For the benefit of you and others asking for how many marks are needed for different grades, no one knows until grade boundaries are published in August.
I suggest you familiarise yourself with the awarding grades process: how the marks you receive in your exams are converted to a UMS score which determines which grade you receive.
This depends on the raw mark grade boundaries that are decided for each unit which then convert to a UMS score (which determines the overall grade: 90% UMS is an A*, 80% UMS is an A, 70% UMS is a C etc.) Past Edexcel GCSE grade boundaries can be found here:
http://qualifications.pearson.com/en/support/support-topics/results-certification/grade-boundaries.html?Qualification-Family=GCSEBut note that this summer's exam boundaries aren't decided until all exams have been marked. As an example, if we look at the grade boundaries for the theory exam from June 2015, you needed 60/80 for an A* (which converted to 72/80 UMS - i.e. 90%), 56/80 for an A (which converted to 64/80 UMS - i.e. 80% etc.).

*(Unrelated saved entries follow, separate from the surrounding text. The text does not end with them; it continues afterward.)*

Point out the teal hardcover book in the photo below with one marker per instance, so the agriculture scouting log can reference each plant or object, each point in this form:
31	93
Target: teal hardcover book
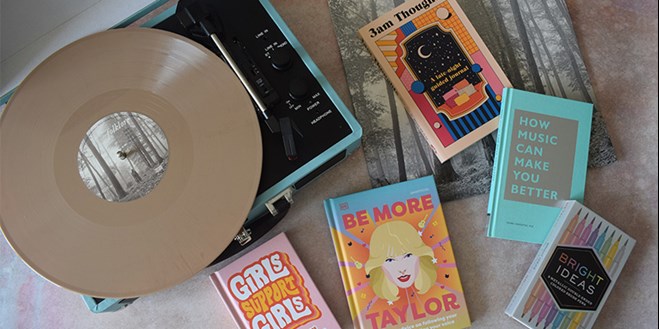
540	159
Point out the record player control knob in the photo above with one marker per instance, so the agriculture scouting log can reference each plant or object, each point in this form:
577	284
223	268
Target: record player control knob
281	59
298	88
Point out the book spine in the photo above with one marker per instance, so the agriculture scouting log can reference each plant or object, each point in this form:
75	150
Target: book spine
498	157
531	275
341	255
222	290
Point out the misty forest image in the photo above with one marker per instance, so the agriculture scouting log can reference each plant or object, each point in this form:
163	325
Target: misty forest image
533	42
123	156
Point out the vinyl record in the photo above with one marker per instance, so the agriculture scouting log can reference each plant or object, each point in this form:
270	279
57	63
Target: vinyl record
128	161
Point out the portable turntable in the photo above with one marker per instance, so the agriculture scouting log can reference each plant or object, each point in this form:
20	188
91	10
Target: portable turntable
304	128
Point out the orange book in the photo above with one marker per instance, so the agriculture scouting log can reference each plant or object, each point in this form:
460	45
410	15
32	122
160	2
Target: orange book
396	258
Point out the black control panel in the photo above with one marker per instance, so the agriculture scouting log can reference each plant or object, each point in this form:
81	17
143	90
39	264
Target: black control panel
304	120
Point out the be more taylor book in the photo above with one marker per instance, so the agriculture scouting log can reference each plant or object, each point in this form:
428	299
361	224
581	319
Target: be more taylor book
444	74
541	159
396	257
573	273
269	288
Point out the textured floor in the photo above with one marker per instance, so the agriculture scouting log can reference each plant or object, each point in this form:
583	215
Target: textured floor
619	43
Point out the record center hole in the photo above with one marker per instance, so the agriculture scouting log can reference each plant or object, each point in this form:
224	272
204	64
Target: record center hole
123	156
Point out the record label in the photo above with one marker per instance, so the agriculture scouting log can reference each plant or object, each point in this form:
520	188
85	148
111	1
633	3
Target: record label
123	156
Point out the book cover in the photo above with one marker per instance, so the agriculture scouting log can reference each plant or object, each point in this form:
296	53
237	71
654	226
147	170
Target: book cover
270	288
396	258
443	72
534	43
573	273
541	159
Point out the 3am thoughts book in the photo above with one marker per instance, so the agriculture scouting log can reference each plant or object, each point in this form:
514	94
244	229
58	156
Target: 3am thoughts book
269	288
573	273
396	258
541	159
444	74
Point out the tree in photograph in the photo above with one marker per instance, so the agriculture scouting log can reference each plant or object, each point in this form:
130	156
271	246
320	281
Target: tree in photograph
147	140
119	190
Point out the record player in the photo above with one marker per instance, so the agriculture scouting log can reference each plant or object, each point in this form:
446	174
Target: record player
305	129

http://qualifications.pearson.com/content/dam/pdf/Support/Grade-boundaries/GCSE/1506-GCSE-Grade-Boundaries.pdfThe point is that you generally don't need as high amount of marks in the exam as you think to get the grade you want.
If you have got 50/50 in the practical, this converts to 120 UMS. The overall qualification is out of 200 UMS, so 120/200 = 60% = a C grade before you even walk into the exam.
To then get an A* having already got 120 UMS, you need another 60/80 UMS to make 180/200 UMS overall. To get 60/80 UMS last year (a grade B in the exam) you only needed 54/80 raw marks in the exam.